Home > Interviews > interview with Gold Panda - “ネクスト”を求めて
僕も一時期はフライング・ロータスがとてもクールに思えて、『ロサジェンルス』みたいなビートを作ろうと腐心したこともあったけど、あまりにもその亜流が多いし、僕自身も飽きてしまった。だって、ダブステップの連中だって、多くがフライング・ロータスの物真似じゃないか。
■プラグインを使って、わけのわからないものにしているような。
パンダ:彼らはインターネットからコンピュータ・ゲームから、いろんなものから影響を受けている。電話しながら音楽を作れる世代なんだよ。だから彼らの音楽はより複雑になってきているんだろうね。
■じゃあ、ちゃんといまのシーンをわかっていて、今回の音にしたんだね。
パンダ:新しい音楽にはつねに興味を持っている。僕も一時期はフライング・ロータスがとてもクールに思えて、『ロサジェンルス』みたいなビートを作ろうと腐心したこともあったけど、あまりにもその亜流が多いし、僕自身も飽きてしまった。だって、ダブステップの連中だって、多くがフライング・ロータスの物真似じゃないか。だったら僕は違うところに行こうと思って、もっとエレクトロニックでミニマルなところを目指したんだよ。古いモノをまた聴き直しているんだよね。
■そこは意識してそうなったんだね。
パンダ:今回も、そして次作も、『ロサジェンルス』ビートからはどんどん離れるよ。
■ハハハハ。逆に言えばフライング・ロータスはそれだけすごいからね。
パンダ:それはもちろん。"ユー"はちょっと、いかにもいまっぽいウォンキー・テクノな感じを出しているでしょ。でもよく聴けば、BPMもそうだけど、ビートはもっとストレートなんだ。他のトラックでも、似たようなことはしていない。
■僕が『ラッキー・シャイナー』を聴いて思い出したのがエイフェックス・ツインの『アンビエント・ワークス』だったんだよね。90年代初頭のエレクトロニック・ミュージックを思い出した。

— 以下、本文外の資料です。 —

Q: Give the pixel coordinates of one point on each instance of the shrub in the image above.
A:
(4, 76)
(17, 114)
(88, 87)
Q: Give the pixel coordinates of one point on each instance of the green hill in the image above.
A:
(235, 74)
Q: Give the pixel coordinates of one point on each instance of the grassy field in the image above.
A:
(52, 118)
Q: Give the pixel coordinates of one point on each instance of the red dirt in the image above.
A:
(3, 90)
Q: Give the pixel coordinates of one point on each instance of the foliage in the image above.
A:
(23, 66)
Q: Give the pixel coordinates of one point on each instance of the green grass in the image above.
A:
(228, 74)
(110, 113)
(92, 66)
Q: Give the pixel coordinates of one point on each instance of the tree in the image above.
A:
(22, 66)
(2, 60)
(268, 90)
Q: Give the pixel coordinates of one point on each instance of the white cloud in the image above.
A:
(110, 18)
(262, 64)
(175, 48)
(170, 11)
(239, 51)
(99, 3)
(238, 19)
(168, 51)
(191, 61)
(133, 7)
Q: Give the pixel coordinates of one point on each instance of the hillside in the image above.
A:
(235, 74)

パンダ:エイフェックス・ツインと言われるのはとても嬉しい。彼の音楽や、あの頃のエレクトロニック・ミュージックは、より感情が反映されて、よりメロディが重視されていた。しかしいまの音って、いかにクレイジーかってところを競っているように思えるんだ。いかにクレイジーなビートを作るかってところが強調され過ぎている。僕はそうじゃなくて、エイフェックス・ツインのように感情を表現できる音楽を作りたいんだよ。
■まあ、クレイジーなビートも面白いけどね。
パンダ:エイフェックス・ツインもまさにクレイジーなビートも作っているけど、それだけじゃない。メロディもちゃんとあるでしょ。
■2曲目の"ヴァニラ・マイナス"以降も、かならず良いメロディがあるよね。
パンダ:うん、すごく意識したから。僕は"ビート"というよりも"ソング"を目指したんだ。歌詞がなくても"歌"、頭に残るような"歌"を意識した。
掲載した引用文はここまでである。